Answer gravy: π = 3.14159265358979323846264338327950288419716939937510582097494459230781
6406286208998628034825342117067982148086513282306647093844609550582231
7253594081284811174502841027019385211055596446229489549303819644288109
7566593344612847564823378678316527120190914564856692346034861045432664
8213393607260249141273724587006606315588174881520920962829254091715364
3678925903600113305305488204665213841469519415116094330572703657595919
5309218611738193261179310511854807446237996274956735188575272489122793
8183011949129833673362440656643086021394946395224737190702179860943702
7705392171762931767523846748184676694051320005681271452635608277857713
4275778960917363717872146844090122495343014654958537105079227968925892
354201995611212902196086403441815981362977477130996051870721134999999… and so on.

This entry was posted in -- By the Physicist, Math.

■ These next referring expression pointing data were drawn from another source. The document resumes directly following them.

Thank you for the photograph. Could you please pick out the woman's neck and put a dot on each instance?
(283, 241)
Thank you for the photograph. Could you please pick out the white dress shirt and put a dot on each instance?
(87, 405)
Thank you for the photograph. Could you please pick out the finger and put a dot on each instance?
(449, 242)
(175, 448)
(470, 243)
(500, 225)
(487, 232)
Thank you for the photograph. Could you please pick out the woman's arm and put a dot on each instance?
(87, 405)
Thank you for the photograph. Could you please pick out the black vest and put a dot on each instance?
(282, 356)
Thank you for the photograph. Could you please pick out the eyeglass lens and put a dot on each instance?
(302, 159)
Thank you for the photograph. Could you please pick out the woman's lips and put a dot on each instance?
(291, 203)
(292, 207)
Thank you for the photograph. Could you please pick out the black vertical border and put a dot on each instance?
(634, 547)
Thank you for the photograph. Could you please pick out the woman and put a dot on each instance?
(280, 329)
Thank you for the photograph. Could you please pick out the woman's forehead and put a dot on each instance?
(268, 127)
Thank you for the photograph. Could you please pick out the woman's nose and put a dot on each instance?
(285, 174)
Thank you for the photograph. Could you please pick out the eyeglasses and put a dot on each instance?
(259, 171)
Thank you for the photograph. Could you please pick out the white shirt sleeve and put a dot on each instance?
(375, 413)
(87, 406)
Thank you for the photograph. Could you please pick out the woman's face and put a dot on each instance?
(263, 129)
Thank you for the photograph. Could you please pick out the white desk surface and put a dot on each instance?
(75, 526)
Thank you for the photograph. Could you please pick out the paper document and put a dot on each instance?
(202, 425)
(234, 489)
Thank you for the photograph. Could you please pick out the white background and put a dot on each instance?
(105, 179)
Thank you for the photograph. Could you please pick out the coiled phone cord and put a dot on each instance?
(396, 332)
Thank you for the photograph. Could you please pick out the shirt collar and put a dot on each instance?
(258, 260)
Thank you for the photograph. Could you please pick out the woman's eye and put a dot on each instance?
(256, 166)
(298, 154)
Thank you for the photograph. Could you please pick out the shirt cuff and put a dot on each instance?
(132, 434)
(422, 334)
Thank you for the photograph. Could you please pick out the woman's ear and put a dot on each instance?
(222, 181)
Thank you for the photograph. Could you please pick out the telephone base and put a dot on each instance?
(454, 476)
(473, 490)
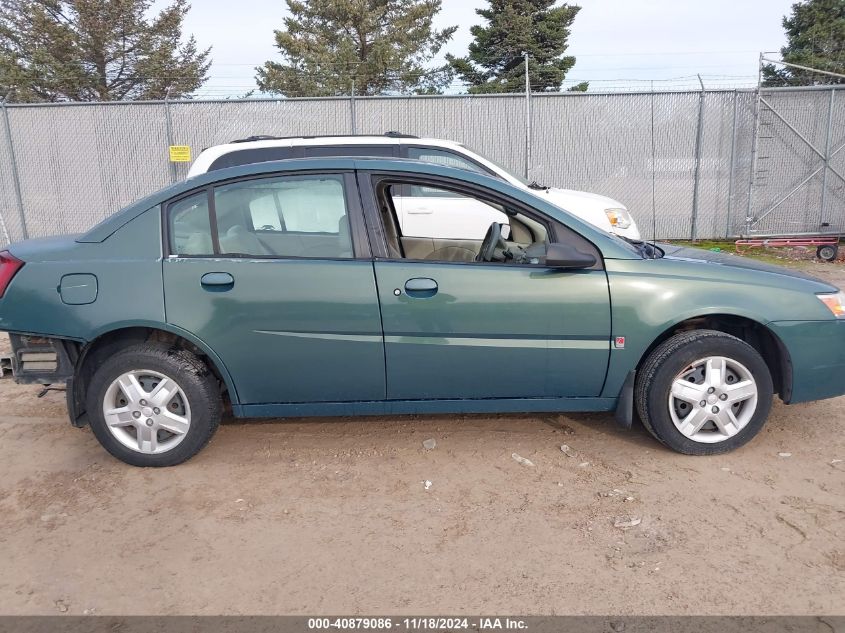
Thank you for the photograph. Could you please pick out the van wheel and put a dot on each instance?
(153, 406)
(704, 392)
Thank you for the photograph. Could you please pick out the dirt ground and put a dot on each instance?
(318, 516)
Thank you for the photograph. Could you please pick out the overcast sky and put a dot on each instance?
(617, 43)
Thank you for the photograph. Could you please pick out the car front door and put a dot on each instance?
(457, 328)
(272, 274)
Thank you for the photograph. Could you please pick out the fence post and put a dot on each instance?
(754, 143)
(527, 119)
(731, 171)
(16, 181)
(826, 157)
(169, 130)
(697, 177)
(352, 107)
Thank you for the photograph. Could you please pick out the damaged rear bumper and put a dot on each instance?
(39, 360)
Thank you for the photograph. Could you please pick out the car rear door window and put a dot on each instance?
(290, 216)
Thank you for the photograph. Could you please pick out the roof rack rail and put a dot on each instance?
(269, 137)
(257, 137)
(395, 134)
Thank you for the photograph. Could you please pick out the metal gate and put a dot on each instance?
(797, 184)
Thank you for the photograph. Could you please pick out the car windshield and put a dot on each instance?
(524, 181)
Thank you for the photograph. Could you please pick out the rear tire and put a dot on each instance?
(153, 406)
(703, 392)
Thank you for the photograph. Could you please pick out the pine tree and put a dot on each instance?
(97, 50)
(495, 62)
(816, 39)
(380, 45)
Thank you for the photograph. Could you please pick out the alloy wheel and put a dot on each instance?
(712, 399)
(147, 411)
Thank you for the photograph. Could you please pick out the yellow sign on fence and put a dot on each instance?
(180, 153)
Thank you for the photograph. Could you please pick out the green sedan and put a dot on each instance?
(298, 288)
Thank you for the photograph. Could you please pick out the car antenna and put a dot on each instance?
(653, 179)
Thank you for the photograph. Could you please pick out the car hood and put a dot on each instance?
(701, 256)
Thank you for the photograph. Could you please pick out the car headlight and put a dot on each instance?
(619, 218)
(835, 302)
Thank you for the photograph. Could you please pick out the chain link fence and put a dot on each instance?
(712, 164)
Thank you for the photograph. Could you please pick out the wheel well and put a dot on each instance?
(755, 334)
(94, 353)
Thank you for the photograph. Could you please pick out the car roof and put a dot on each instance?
(327, 164)
(209, 155)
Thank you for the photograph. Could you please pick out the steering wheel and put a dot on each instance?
(492, 239)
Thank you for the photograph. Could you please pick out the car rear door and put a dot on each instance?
(274, 274)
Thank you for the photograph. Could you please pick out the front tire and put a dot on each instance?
(153, 406)
(704, 392)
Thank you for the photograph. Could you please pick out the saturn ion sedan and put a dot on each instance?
(292, 288)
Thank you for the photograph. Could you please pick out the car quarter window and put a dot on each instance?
(289, 216)
(190, 226)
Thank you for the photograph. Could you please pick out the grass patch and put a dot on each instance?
(791, 257)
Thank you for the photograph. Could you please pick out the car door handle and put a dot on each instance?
(421, 287)
(217, 281)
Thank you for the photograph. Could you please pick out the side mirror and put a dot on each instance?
(566, 256)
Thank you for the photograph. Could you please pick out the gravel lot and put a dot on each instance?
(332, 516)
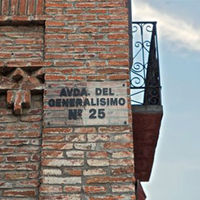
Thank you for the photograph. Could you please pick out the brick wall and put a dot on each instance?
(83, 41)
(20, 142)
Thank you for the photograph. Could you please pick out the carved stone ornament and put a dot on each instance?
(19, 83)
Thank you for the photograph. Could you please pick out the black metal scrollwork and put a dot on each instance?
(144, 73)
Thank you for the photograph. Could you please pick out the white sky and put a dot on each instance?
(176, 171)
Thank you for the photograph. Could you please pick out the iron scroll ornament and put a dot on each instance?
(144, 73)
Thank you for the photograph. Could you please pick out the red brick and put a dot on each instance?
(19, 193)
(95, 189)
(22, 7)
(5, 7)
(40, 6)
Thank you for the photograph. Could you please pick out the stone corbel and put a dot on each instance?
(18, 84)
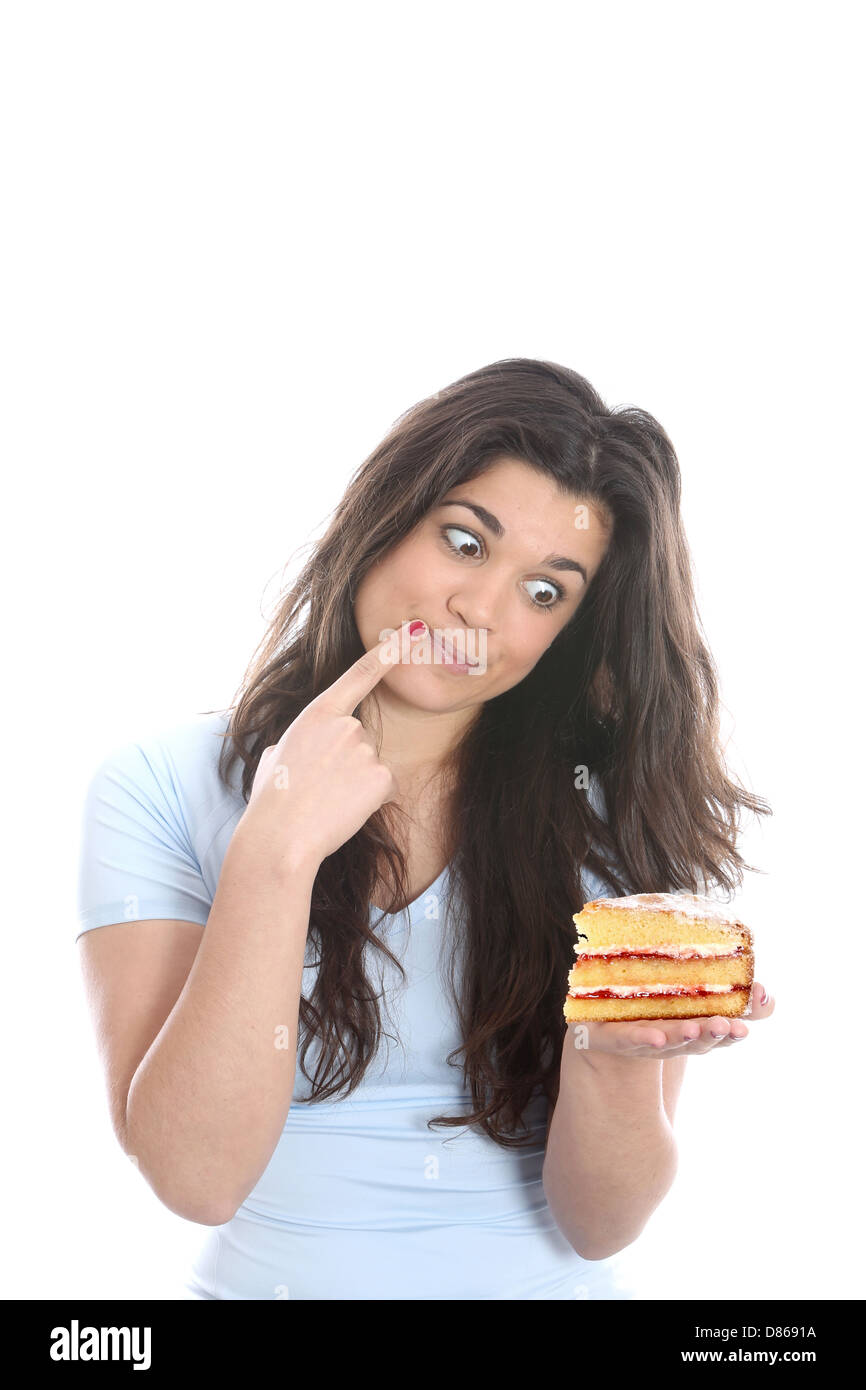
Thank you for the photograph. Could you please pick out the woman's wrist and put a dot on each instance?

Bookmark the permalink.

### 11 Responses to Q: How accurately do we need to know π? Is there a reason to know it out to billions of digits?

1. The Wonderer says:

How accurate are we with the billions of digits we know?

2. The Physicist says:

Exactly accurate.

3. Freya says:

Is it bad that I have it memorized to 50 places?

4. Matt says:

How many digits of pi do you need to know to be accurate to the Planck length for the circumference of the visible universe?

5. Joseph says:

Matt’s question…. I like it. I also would like to know the answer.

6. The Physicist says:

@ Matt, Joseph
If somehow you had access to the exact diameter of the visible universe (~93 billion light years) you would need about 60 digits of pi to describe the circumference of the visible universe to within 1 Planck length.
This isn’t useful in itself, but it does show that 60 is a somewhat-useful upper bound on how many digits a non-mathematician might need.

7. brandon says:

Is pi irrational only because we use a base-10 numbering system? Or would pi be irrational in every numbering system besides “base-pi”?

8. Mi says:

Brandon, good question!

9. VaSaKed says:

I always suspected that 9 is a prime number 😀

10. Aieou says:

@brandon π is irrational. Period. Here’s π in some different bases:
Base 2
11.00100100001111…

Base 3
10.01021101222201…

Base 4
3.02100333122220…

Base 5
3.03232214303343…

Base 6
3.05033005141512…

Base 7
3.06636514320361…

Base 8
3.11037552421026…

Base 9
3.12418812407442…

Base 10
3.14159265358979…

Base 11
3.16150702865A48…

Base 12
3.184809493B9186…

Base 13
3.1AC1049052A2C7…

Base 14
3.1DA75CDA813752…

Base 15
3.21CD1DC46C2B7A…

Base 16
3.243F6A8885A300…

As you can see, none of these terminate. That’s one of the definitions of an irrational number: along with being unable to express it as a finite fraction, they almost always have “semi-random” (but 100% predictable!) digits that never end, ever.